Monday, July 2, 2012

The Abandoned Lands...A Journey Through the Colorado Plateau: Beginnings

The soil. And water. It's everything.

No matter how many toys we invent, the cars, the computers, the planes, all the things we call the necessities of life, without soil we are done for. Without water, life withers away. We all depend on it, no matter how far removed from the land we have become.
Central Valley and Coast Ranges from near New Hogan Reservoir
The land that is my home, the Central Valley of California, is not likely to be abandoned any time soon. The soil may be buried under the thousands of suburban houses constructed in the last few decades, but it will reappear and eventually it will be tilled again. Global warming may alter the climate of my nearby Sierra Nevada, superfires may remove the forests, but the valley will always have some water, and some kind of growth will always be possible. This is not the kind of place that humans will ever totally abandon, short of some kind of nuclear holocaust.
Canyonlands National Park from Grandview Point
The Colorado Plateau and the desert lands that surround it are different. Life is always on the edge. There is soil here and there, and water exists in some places, but much of the plateau is barren rock. Life is subject to the vagaries of drought and heat and wind. Life is not easy...

I know I am being dramatic, but this was on my mind as we set out on our two-week journey across the plateau. We drove through 200 miles of the Great Valley, watching the land change from savannah to desert, where agriculture was only possible because of vast transfers of water from wetter climates to the north. We turned east at Bakersfield and crossed the Sierra Nevada at Tehachapi Pass into an even drier climate, the Mojave Desert. It was a hot day, hot as blazes. We were comfortable in our air-conditioned vans, and were making good progress. In my last post, I mentioned how cities were possible out here only because of the vast transfer of energy and supplies from other places. A bad accident and the subsequent back-up of traffic was a reminder of just how much material moves across these roads each day. It takes a lot to maintain our chosen standard of living. While we were stuck, the van's cooling systems were strained to the limit, and the thin boundary between us and the inferno outside narrowed.
It was inconvenient, the long wait, but for others it was tragic, a truly terrible accident. Having seen the cars involved, it was hard to believe that everyone survived, but there were serious injuries. The accident was a shock, but we needed to change gears and start the learning process.
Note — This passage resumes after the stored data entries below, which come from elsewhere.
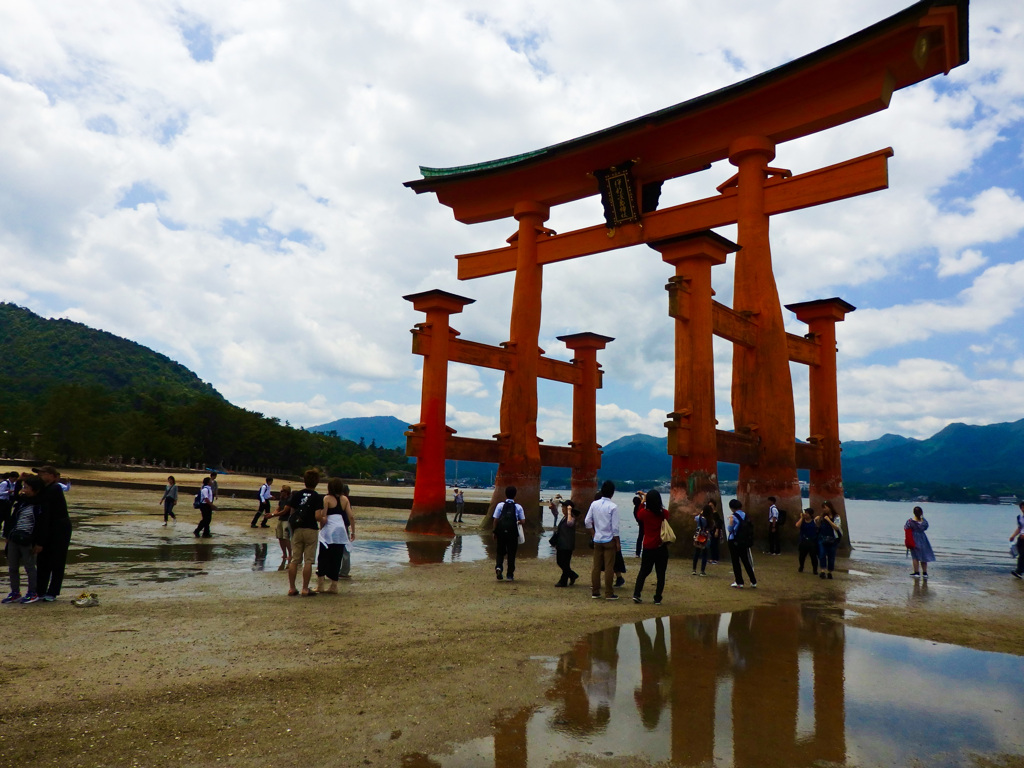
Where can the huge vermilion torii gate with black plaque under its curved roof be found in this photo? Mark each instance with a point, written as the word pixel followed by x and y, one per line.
pixel 627 165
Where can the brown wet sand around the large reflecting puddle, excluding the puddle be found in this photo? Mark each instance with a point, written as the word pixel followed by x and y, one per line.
pixel 225 669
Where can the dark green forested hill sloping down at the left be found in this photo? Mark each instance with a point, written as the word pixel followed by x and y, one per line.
pixel 71 394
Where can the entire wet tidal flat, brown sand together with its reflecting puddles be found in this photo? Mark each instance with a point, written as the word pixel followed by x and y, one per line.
pixel 197 657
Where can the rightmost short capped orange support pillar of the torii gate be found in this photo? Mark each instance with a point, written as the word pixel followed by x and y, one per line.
pixel 827 483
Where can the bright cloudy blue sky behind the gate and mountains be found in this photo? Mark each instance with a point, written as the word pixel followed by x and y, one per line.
pixel 223 183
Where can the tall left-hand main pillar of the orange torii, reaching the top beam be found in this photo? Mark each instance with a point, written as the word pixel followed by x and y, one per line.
pixel 519 412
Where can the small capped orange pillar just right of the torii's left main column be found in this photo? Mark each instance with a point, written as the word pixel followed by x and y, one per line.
pixel 585 348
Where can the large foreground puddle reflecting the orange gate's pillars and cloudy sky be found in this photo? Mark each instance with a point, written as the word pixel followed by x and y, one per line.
pixel 786 686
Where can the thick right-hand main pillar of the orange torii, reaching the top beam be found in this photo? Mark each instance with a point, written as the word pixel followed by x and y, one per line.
pixel 762 387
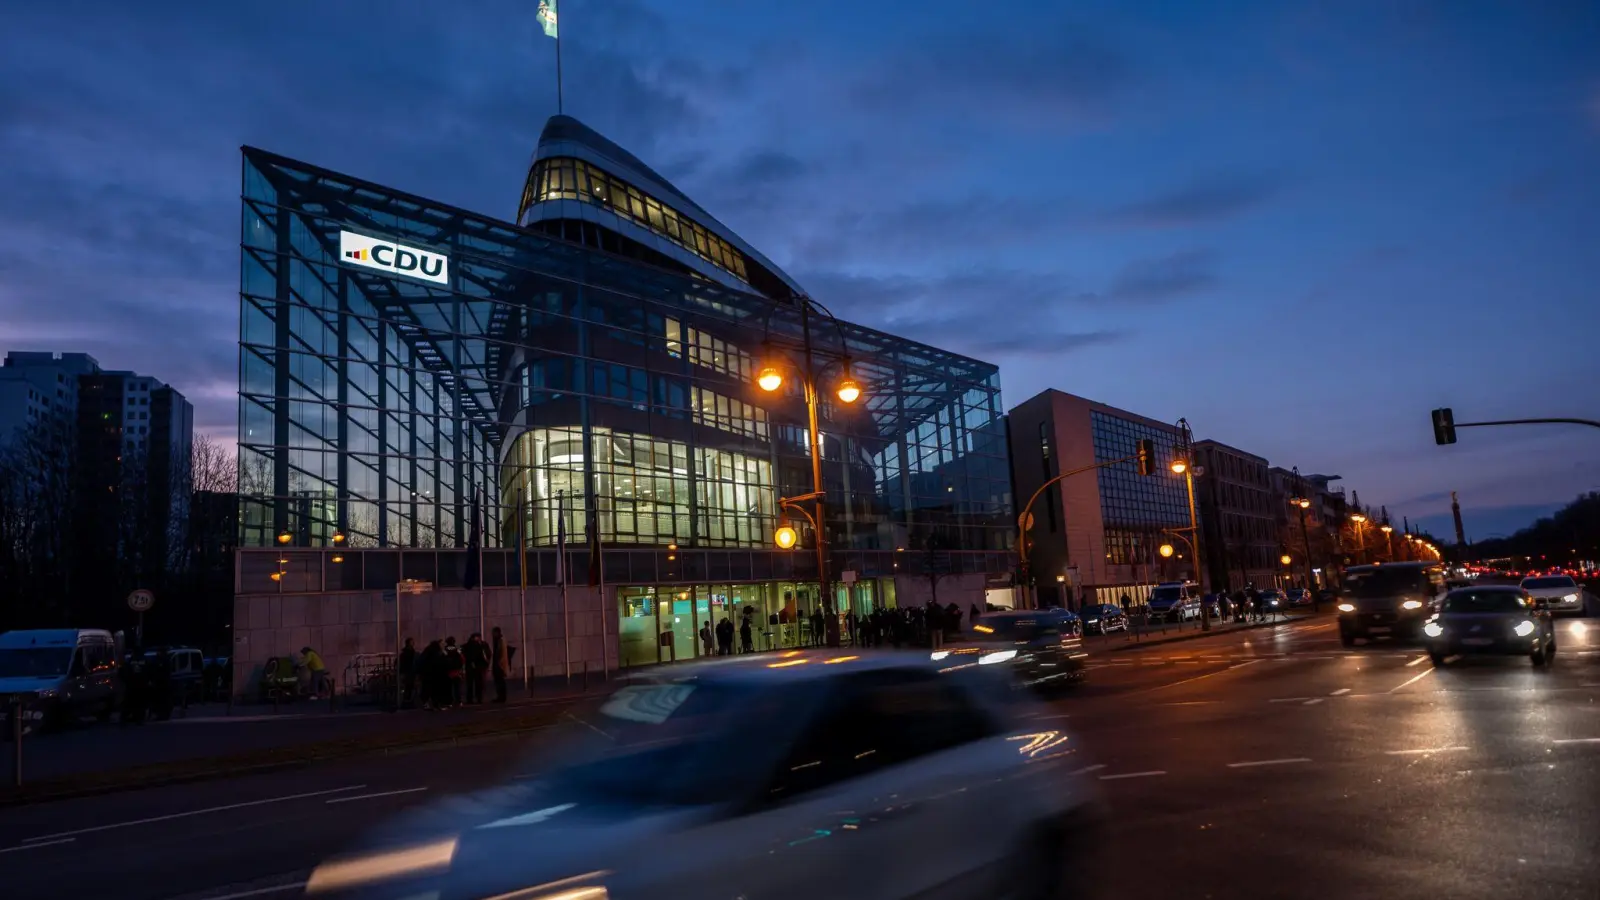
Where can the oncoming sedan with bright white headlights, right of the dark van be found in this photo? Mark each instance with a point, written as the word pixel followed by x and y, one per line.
pixel 1492 619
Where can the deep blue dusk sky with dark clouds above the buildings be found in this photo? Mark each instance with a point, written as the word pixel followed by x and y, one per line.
pixel 1300 225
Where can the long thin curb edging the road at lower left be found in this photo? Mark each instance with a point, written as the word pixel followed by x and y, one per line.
pixel 255 763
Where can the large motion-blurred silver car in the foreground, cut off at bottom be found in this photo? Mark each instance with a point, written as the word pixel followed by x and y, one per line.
pixel 785 777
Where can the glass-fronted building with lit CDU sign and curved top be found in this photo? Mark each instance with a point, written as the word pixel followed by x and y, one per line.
pixel 414 376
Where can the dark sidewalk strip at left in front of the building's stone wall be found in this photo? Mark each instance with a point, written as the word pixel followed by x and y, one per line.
pixel 215 739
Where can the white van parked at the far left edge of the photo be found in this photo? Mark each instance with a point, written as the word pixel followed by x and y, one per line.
pixel 60 675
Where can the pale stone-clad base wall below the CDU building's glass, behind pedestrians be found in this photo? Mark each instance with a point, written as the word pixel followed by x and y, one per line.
pixel 343 625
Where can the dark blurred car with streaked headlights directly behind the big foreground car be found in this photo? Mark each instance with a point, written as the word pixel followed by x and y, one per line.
pixel 1036 648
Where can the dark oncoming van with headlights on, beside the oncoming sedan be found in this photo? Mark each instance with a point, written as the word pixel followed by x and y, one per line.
pixel 1390 600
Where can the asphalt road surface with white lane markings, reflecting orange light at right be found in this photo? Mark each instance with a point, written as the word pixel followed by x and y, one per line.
pixel 1260 765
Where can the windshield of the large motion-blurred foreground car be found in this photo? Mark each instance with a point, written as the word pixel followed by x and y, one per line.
pixel 682 744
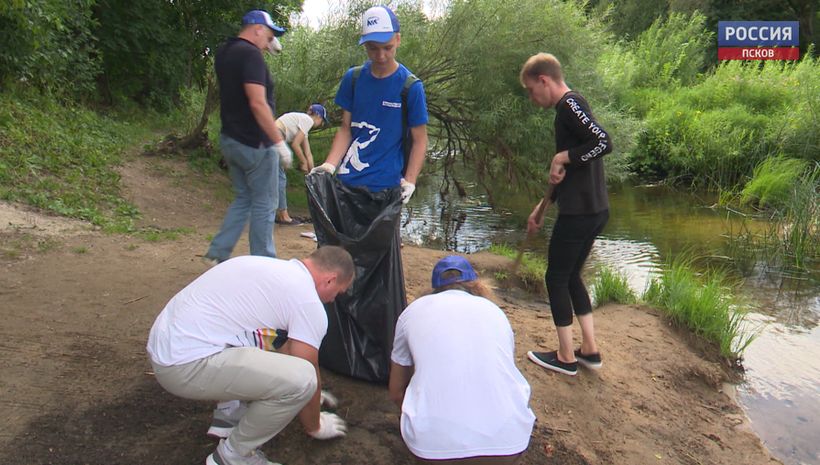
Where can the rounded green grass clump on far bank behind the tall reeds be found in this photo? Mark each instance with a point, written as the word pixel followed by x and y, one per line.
pixel 773 180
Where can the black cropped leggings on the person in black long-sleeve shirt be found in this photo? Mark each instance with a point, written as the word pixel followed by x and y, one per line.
pixel 571 241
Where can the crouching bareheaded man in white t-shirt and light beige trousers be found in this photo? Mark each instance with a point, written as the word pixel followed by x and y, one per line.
pixel 213 339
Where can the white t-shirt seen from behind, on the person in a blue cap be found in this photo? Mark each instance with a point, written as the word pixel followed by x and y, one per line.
pixel 466 397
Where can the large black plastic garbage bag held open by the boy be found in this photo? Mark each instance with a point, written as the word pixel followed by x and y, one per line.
pixel 361 322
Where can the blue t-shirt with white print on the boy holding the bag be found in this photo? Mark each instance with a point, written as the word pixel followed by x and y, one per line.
pixel 374 158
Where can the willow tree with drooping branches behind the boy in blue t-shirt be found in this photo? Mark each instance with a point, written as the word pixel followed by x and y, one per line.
pixel 469 58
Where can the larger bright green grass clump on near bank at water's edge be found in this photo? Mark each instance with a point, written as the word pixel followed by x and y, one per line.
pixel 705 304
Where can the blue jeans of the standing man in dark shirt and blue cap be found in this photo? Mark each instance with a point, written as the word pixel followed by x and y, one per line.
pixel 252 171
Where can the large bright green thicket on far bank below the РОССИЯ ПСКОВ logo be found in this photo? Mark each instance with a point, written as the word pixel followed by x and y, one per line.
pixel 714 133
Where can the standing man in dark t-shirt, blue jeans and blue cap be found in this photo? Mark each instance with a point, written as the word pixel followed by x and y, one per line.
pixel 250 142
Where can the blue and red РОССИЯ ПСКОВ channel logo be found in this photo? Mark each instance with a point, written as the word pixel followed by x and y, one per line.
pixel 758 40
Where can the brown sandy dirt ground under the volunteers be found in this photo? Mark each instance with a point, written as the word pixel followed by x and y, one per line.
pixel 76 387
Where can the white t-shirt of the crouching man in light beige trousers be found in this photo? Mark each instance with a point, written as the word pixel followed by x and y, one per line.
pixel 239 303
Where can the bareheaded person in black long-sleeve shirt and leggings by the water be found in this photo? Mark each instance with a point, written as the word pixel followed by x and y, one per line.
pixel 577 174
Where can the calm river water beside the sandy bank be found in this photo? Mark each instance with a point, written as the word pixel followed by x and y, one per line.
pixel 781 391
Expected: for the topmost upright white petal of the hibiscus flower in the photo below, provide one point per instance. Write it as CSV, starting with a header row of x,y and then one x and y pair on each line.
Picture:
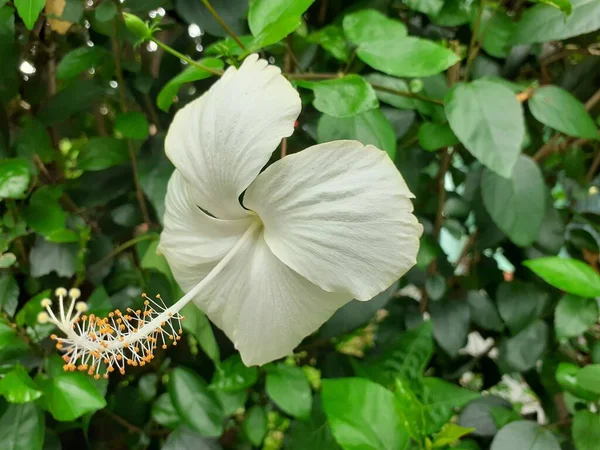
x,y
222,140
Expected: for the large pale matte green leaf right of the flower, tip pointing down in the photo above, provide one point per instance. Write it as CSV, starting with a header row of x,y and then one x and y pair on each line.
x,y
488,120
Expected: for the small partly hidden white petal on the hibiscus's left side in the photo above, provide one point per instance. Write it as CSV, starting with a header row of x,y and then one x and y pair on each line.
x,y
192,241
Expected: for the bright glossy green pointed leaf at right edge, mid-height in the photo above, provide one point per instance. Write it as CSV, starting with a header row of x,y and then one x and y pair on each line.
x,y
569,275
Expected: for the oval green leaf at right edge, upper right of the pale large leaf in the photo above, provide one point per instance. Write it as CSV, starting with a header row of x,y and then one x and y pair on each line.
x,y
558,109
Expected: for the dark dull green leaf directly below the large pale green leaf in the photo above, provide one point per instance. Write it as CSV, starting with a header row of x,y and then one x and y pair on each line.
x,y
516,204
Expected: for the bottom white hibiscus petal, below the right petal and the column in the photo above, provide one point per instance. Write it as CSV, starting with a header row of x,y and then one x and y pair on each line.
x,y
264,307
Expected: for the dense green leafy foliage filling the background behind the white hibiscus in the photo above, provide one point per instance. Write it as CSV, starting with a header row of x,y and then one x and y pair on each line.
x,y
489,110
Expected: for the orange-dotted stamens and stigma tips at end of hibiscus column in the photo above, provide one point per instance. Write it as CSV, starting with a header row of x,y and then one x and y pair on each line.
x,y
94,344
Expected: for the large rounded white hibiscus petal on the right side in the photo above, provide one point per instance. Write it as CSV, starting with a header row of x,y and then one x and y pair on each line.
x,y
339,214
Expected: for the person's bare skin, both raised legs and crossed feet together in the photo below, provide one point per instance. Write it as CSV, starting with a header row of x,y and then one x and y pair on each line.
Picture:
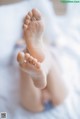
x,y
41,78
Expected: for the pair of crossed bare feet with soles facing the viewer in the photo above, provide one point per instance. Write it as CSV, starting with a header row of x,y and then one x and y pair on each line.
x,y
33,29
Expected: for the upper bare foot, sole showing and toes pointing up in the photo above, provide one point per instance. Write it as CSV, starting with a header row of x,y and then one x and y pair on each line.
x,y
33,34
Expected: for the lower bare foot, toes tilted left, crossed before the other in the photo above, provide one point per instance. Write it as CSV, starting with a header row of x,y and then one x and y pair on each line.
x,y
33,67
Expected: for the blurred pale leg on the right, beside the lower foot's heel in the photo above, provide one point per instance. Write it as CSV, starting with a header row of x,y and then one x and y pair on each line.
x,y
56,85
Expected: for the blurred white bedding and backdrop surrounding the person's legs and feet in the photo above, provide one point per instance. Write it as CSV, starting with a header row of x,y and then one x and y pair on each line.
x,y
62,31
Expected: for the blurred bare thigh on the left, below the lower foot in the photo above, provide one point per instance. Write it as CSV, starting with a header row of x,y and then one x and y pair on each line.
x,y
30,95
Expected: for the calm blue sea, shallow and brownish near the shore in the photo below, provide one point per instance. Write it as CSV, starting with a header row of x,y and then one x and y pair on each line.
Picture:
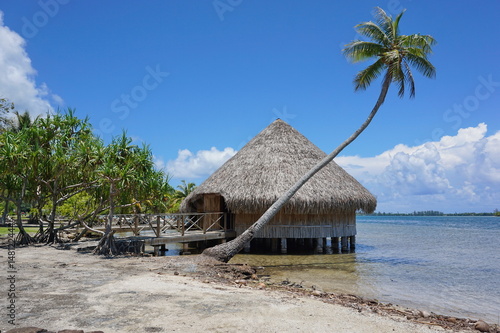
x,y
447,265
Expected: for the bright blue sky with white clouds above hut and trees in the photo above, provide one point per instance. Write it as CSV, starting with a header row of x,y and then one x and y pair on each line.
x,y
197,79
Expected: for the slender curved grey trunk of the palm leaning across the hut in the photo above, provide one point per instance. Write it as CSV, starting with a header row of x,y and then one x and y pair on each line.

Because of the time delay, we found it necessary to change our itinerary, and instead of visiting Rainbow Basin, we pulled into the parking lot at Calico Ghost Town near Barstow. .

A parking lot? How much can be learned in a parking lot? Well, the parking lot at Calico is a place apart; check it out!
Calico was an important silver mining district in the 1880's and 1890's, and in the early 1900's it was a source of borate minerals. The minerals played out and the town was abandoned. Years later, Walter Knott took some of the buildings to Buena Park and rebuilt them into the core of Knott's Berry Farm. The remaining buildings were ultimately given to San Bernardino County for development as a park.
We weren't interested in the shops and boutiques up on the hill; we were drawn to the marvelous folds in the parking area. Textbook examples of anticlines and synclines were present in Miocene terrestrial sediments of the Barstow and Jackhammer formations. This was a place to learn the basics of geology: formations, sedimentary environments, structural geology, and sedimentary rock identification.
There are excellent examples of sedimentary structures like mudcracks and ripplemarks. They aren't common in the parking lot, but fossils elsewhere in the formation reveal an ancient savannah environment occupied by the early ancestors of camels, horses, antelope, elephants, sabertooth cats, dogs, and bears.
For our anthropology students, there was a nineteenth-century trash dump on the other side of the parking lot. We did a quick exercise in dating of cultural sites.
So, in a parking lot we laid the groundwork for understanding the basics of our respective sciences as we journeyed further into the desert's interior.The hour was late, and we had several hours of driving to get to our camp in the Mojave National Preserve. We packed into our vans and moved down the road.

Here is the explanation of my "abandonment" theme for this series:


Kea Giles said...

Awesome photos - esp. of the folds.

Hollis said...

I didn't know about the Calico parking lot, I will check it out, thanks! OTOH I know that stretch of 58 too well, I hate it.